Becoming the model base for more companies is also the position that Liang Wenfeng plans for DeepSeek to occupy in the future. In Liang Wenfeng's view, DeepSeek can just be responsible for basic models and cutting-edge innovation in the future, while other companies build To B and To C businesses on the basis of DeepSeek. "If we can form a complete industrial upstream and downstream, we don't need to do applications ourselves," Liang Wenfeng said.
Domestically, research on DeepSeek is also being conducted simultaneously. Reports indicate that teams from ByteDance, Alibaba Tongyi, Zhipu, Kimi, and others are actively researching DeepSeek, with ByteDance even considering research cooperation with DeepSeek.
Before these companies, Lei Jun was one step ahead in poaching from DeepSeek. In December last year, Yicai reported that Lei Jun allegedly offered a multimillion annual salary to personally recruit "post-95 genius girl" Luo Fuli, a key developer of the DeepSeek-V2 open-source model. In the future, Luo Fuli may work at Xiaomi AI Lab, leading Xiaomi's large model team.

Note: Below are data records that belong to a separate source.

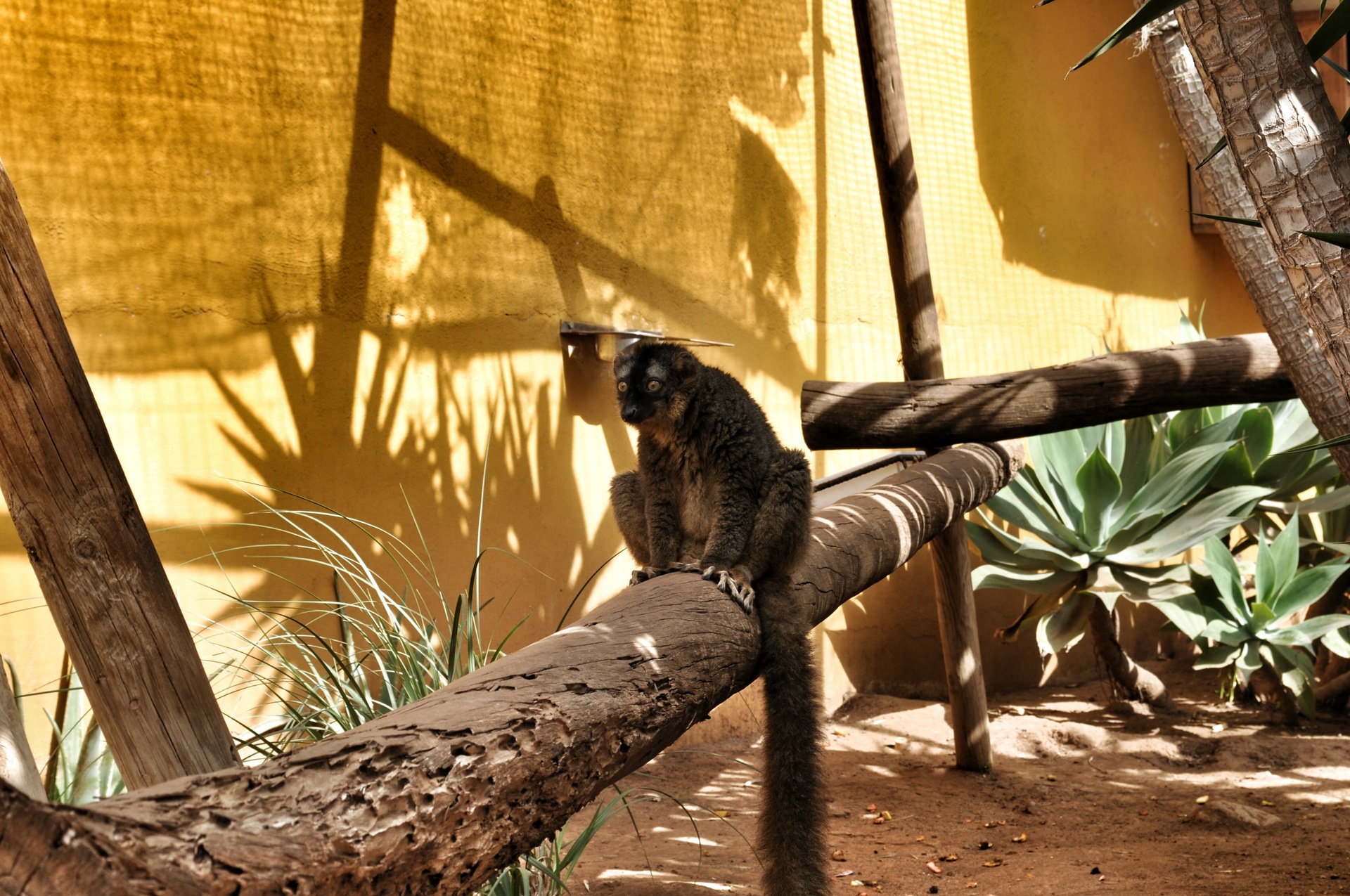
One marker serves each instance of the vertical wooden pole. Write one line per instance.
(921, 354)
(86, 540)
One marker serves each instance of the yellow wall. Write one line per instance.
(326, 247)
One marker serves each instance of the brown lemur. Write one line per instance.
(717, 493)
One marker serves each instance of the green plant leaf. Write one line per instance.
(991, 576)
(1099, 486)
(1064, 628)
(996, 552)
(1226, 579)
(1218, 656)
(1138, 444)
(1185, 614)
(1211, 516)
(1335, 239)
(1225, 632)
(1144, 15)
(1307, 632)
(1332, 30)
(1307, 587)
(1337, 642)
(1037, 609)
(1284, 560)
(1226, 219)
(1183, 476)
(1209, 157)
(1021, 504)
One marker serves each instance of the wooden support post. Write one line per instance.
(86, 540)
(439, 795)
(1029, 403)
(921, 354)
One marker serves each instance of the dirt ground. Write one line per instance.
(1083, 799)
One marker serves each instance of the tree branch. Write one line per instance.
(443, 793)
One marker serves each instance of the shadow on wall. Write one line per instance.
(509, 165)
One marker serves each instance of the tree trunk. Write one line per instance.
(1250, 247)
(1129, 679)
(1291, 152)
(1083, 393)
(921, 354)
(86, 540)
(440, 794)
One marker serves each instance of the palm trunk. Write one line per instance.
(1291, 152)
(1253, 255)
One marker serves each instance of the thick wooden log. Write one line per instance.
(439, 795)
(86, 540)
(921, 355)
(1081, 393)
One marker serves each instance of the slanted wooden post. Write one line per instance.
(86, 540)
(921, 353)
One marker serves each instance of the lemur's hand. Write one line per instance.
(735, 583)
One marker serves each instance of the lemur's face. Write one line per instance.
(648, 378)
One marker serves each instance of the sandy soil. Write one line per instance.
(1083, 799)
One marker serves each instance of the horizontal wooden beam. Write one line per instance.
(1083, 393)
(434, 798)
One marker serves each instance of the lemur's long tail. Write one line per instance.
(792, 829)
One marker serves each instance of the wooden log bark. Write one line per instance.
(921, 355)
(1253, 255)
(1291, 152)
(439, 795)
(86, 540)
(1081, 393)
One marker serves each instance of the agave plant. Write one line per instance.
(1252, 632)
(1100, 507)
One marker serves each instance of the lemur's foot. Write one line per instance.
(735, 585)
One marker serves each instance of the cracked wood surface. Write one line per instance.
(443, 793)
(85, 538)
(1291, 152)
(1253, 255)
(1081, 393)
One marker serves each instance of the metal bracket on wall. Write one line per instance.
(601, 343)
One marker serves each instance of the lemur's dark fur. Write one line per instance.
(716, 493)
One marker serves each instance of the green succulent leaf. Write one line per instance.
(1185, 613)
(1052, 582)
(1218, 656)
(1310, 630)
(1337, 642)
(1211, 516)
(1261, 616)
(1022, 504)
(1064, 628)
(994, 551)
(1225, 632)
(1099, 488)
(1226, 579)
(1183, 476)
(1145, 14)
(1307, 587)
(1284, 560)
(1332, 30)
(1043, 605)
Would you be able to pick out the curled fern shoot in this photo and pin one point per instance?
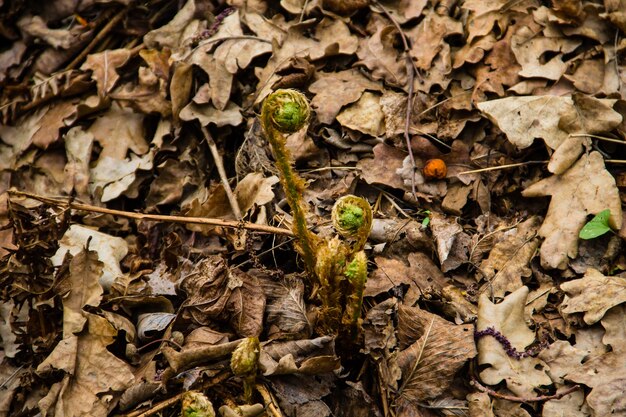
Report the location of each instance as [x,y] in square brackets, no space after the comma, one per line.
[286,111]
[352,219]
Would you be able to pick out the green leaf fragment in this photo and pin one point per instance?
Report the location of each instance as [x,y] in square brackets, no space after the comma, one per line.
[597,226]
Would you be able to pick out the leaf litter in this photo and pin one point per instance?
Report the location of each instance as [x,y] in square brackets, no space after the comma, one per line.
[482,297]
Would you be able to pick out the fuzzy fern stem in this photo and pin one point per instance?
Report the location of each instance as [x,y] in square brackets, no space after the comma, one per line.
[286,111]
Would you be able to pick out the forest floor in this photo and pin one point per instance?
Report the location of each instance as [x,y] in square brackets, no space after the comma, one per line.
[151,259]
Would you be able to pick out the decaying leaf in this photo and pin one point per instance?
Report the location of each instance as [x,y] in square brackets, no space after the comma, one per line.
[553,119]
[593,295]
[438,350]
[586,188]
[522,376]
[111,250]
[90,370]
[510,257]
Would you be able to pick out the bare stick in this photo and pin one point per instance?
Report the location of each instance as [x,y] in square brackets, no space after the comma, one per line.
[410,69]
[103,32]
[155,217]
[513,398]
[269,401]
[587,135]
[476,171]
[234,205]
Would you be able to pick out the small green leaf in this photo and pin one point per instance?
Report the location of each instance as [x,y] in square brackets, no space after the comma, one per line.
[597,226]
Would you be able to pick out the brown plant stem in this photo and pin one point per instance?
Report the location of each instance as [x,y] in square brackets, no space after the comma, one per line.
[410,69]
[154,217]
[186,359]
[101,35]
[217,158]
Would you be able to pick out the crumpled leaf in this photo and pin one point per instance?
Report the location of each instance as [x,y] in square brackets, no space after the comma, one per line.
[605,375]
[530,48]
[594,294]
[119,130]
[111,177]
[104,66]
[586,188]
[90,370]
[333,90]
[419,275]
[84,290]
[217,292]
[78,146]
[111,250]
[510,257]
[522,376]
[427,38]
[378,55]
[382,168]
[307,356]
[438,350]
[286,310]
[365,115]
[553,119]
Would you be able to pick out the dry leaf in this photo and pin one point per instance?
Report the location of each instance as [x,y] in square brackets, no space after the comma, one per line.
[586,188]
[111,250]
[90,370]
[439,350]
[104,66]
[522,376]
[510,257]
[365,115]
[593,295]
[119,130]
[336,89]
[378,54]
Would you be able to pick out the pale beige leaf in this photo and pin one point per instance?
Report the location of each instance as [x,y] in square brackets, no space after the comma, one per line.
[379,56]
[91,370]
[428,365]
[334,90]
[586,188]
[85,290]
[605,375]
[522,376]
[365,115]
[593,295]
[119,130]
[111,250]
[509,259]
[104,66]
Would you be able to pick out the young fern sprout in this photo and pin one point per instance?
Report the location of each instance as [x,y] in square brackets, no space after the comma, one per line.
[286,111]
[352,219]
[338,265]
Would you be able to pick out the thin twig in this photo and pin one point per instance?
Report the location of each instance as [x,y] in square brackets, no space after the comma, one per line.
[223,39]
[217,158]
[410,69]
[155,217]
[101,35]
[476,171]
[513,398]
[585,135]
[269,401]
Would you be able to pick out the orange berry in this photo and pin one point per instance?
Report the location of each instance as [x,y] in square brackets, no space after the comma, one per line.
[435,169]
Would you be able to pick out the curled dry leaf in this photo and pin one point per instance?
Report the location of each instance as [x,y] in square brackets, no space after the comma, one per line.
[586,188]
[437,351]
[593,295]
[522,376]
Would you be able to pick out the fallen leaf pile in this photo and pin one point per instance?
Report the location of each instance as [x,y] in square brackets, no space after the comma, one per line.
[485,135]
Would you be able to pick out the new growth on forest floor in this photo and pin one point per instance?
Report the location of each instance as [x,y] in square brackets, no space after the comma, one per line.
[312,208]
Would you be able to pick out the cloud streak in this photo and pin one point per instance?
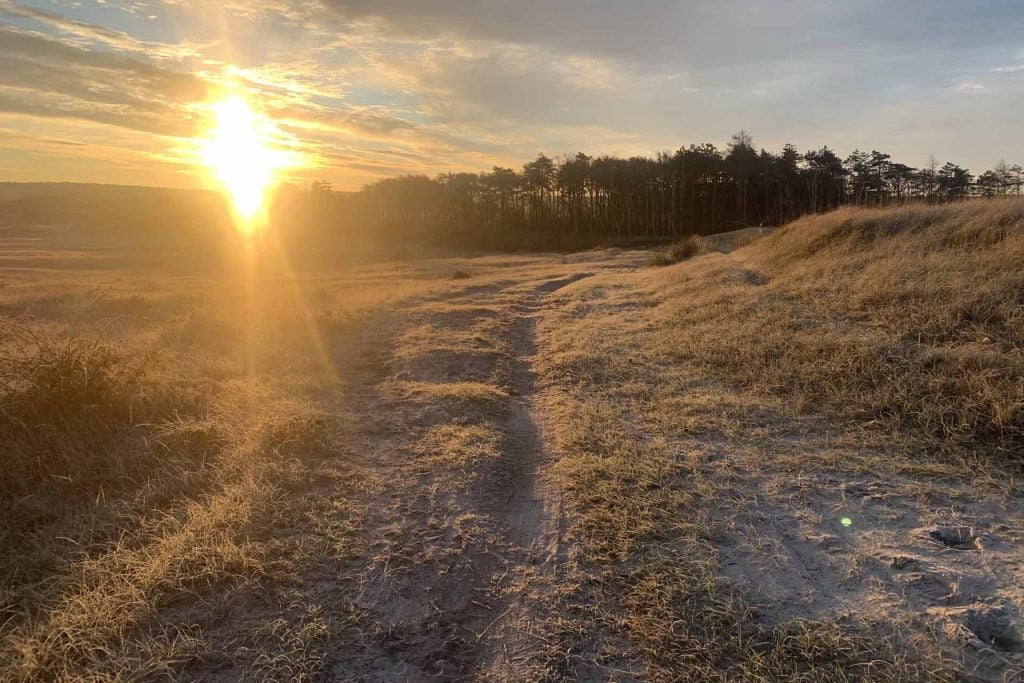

Beyond poaching, more intense competition domestically may also revolve around APIs. "Last year, a batch of startups and small and medium-sized enterprises in China turned to domestic large model companies due to OpenAI's supply cut, and now DeepSeek is very likely to become the barbarian that recovers OpenAI's lost ground," predicted Jiang Yi, founding partner of Hengye Capital.
The pressure is being transmitted to these domestic large model companies. If they cannot quickly catch up to the R1 level in model performance, customers are likely to vote with their feet.